La Maesta ou Majesté, est un chef d’œuvre du peintre Duccio à Sienne. Ce retable, malheureusement démonté et dispersé, comportait deux séries de panneaux : ceux de la Vierge, faisant face aux fidèles, et ceux de la Passion du Christ, à l’origine face au fond de la cathédrale, et historiquement contemplés surtout par les chanoines.
Le réalisateur Andy Guérif a décidé de reprendre les panneaux de la Passion du Christ, et d’en faire un film expérimental, transposant exactement les tableaux de Duccio en une série de tableaux vivants. Ainsi de manière fidèle à l’art de Duccio, est proposé le récit de la passion du Christ en 26 panneaux successifs, de l’entrée à Jérusalem au chemin d’Emmaüs. Les tableaux originaux ont été peints peu après 1308 (date du contrat, qui a été conservé). Le film dure une heure, peu de temps dans l’absolu, mais une heure particulièrement dense, qui requiert à chaque instant toute l’attention du spectateur.

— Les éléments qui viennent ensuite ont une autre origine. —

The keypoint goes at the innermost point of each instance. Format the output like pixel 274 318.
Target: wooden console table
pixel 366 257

Andy Guérif est un artiste contemporain. Il est né à Angers en 1977. Il est actif depuis une quinzaine d’années, mais reste peu connu, hors de cercles restreints. La Maesta reprend les principes déjà utilisés dans une de ses œuvres précédentes, la Cène (2006). Il est l’auteur en particulier d’un livre, le Code de l’Art (Editions Palette, 2013), réflexion amusante sur le lien possible entre des tableaux célèbres et leur utilisation éventuelle comme panneaux indicateurs : ainsi sur le modèle de La Chambre de Van Gogh est proposé un panneau pour des hôtels. Ce livre reste d’esprit léger, au sens positif du terme. La Maesta est empreinte au contraire de toute la dignité requise. La Maesta est le premier long métrage d’Andy Guérif.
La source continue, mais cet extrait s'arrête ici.